Sebagai bagian dari kewajiban pemenang seleksi, pemerintah mewajibkan penyediaan layanan 4G di 538 desa dan kelurahan yang saat ini belum memiliki atau masih mengalami sinyal lemah, mulai dari Sumatra hingga Papua. Meutya Hafid menambahkan bahwa para pemenang seleksi juga diwajibkan memenuhi cakupan layanan 5G sedikitnya 51 persen dari populasi nasional pada tahun kelima. Pemerintah menargetkan kecepatan rata-rata layanan mobile broadband mencapai 100 Mbps pada 2029.
Pita frekuensi 700 MHz akan memperluas jangkauan layanan hingga ke wilayah pelosok dan area dalam bangunan, sedangkan pita 2,6 GHz akan menjadi tulang punggung peningkatan kapasitas jaringan 5G. Meutya Hafid menambahkan bahwa konektivitas digital yang semakin merata akan menjadi fondasi berbagai program prioritas Presiden, seperti Sekolah Rakyat, digitalisasi pembelajaran di lebih dari 1.000 lokasi sasaran, penguatan layanan publik digital, pemberdayaan Koperasi Desa/Kelurahan Merah Putih, hingga percepatan digitalisasi usaha mikro, kecil, dan menengah (UMKM).

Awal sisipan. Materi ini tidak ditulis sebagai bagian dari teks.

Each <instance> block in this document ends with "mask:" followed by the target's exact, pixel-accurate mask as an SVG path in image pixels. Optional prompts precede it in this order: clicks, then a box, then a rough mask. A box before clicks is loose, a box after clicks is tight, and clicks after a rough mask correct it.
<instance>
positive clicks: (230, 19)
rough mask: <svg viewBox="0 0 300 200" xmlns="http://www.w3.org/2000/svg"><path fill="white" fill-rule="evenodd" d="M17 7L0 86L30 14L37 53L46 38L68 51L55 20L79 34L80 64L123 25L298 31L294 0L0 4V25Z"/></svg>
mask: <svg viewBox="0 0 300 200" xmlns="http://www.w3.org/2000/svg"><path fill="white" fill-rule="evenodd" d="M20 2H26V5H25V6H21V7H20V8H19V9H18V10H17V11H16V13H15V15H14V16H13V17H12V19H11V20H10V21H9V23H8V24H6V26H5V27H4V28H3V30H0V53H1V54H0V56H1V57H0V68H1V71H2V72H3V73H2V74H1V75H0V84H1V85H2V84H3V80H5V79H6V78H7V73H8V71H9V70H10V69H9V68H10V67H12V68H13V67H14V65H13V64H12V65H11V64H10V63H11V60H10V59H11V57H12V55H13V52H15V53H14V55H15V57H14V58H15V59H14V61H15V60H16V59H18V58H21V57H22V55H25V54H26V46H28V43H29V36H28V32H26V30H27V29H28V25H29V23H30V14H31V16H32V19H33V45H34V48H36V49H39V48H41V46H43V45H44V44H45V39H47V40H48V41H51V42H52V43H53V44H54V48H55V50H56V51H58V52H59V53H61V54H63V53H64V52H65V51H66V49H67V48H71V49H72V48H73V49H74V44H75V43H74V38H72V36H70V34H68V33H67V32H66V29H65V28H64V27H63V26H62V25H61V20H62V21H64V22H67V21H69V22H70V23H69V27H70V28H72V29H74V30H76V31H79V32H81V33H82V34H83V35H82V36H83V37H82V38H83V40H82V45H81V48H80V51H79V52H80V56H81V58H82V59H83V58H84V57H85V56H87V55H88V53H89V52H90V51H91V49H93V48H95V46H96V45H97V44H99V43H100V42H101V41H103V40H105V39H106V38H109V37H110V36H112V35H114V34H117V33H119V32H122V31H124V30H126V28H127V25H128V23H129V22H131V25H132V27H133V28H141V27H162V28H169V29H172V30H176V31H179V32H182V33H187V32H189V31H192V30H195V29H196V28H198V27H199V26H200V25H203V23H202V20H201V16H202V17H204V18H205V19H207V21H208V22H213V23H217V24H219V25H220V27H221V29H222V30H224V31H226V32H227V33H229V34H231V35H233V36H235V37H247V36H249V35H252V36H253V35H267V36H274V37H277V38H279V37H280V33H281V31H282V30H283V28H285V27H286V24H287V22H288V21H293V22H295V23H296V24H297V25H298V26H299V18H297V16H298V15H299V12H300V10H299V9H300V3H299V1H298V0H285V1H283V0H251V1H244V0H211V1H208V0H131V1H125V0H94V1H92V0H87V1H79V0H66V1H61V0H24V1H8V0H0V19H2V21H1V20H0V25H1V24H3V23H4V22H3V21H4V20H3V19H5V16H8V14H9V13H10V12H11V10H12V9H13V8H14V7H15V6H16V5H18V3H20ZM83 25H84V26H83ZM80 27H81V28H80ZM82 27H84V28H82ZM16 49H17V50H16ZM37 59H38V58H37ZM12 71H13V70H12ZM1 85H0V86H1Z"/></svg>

Kemkomdigi memastikan seluruh proses seleksi berlangsung secara transparan dan akuntabel. Tahapan seleksi dilakukan sesuai dokumen resmi, mulai dari pengumuman, aanwijzing, simulasi, evaluasi administrasi, pelaksanaan e-auction, pengumuman hasil, hingga masa sanggah sebelum penetapan pemenang melalui Keputusan Menteri yang bersifat final dan mengikat. Berdasarkan Keputusan Menteri Komunikasi dan Digital, pemenang Seleksi Pengguna Pita Frekuensi Radio 700 MHz adalah PT XLSMART Telecom Sejahtera Tbk, PT Telekomunikasi Selular, dan PT Indosat Tbk. Sementara itu, pemenang Seleksi Pengguna Pita Frekuensi Radio 2,6 GHz adalah PT Telekomunikasi Selular, PT Indosat Tbk, dan PT XLSMART Telecom Sejahtera Tbk.
Meutya Hafid juga mengungkapkan bahwa setelah menyelesaikan lelang frekuensi 1,4 GHz pada akhir 2025, Komdigi kini mempersiapkan pemanfaatan pita frekuensi 900 MHz untuk memenuhi kebutuhan konektivitas yang semakin meningkat dan memberikan dampak langsung bagi masyarakat. Penetapan pemenang Seleksi Pengguna Pita Frekuensi Radio 700 MHz dan 2,6 GHz Tahun 2026 diumumkan oleh Menteri Komunikasi dan Digital Meutya Hafid dalam konferensi pers di Kantor Kementerian Komunikasi dan Digital, Jakarta, Selasa (21/7/2026), setelah seluruh tahapan seleksi, termasuk masa sanggah, dinyatakan selesai dilaksanakan.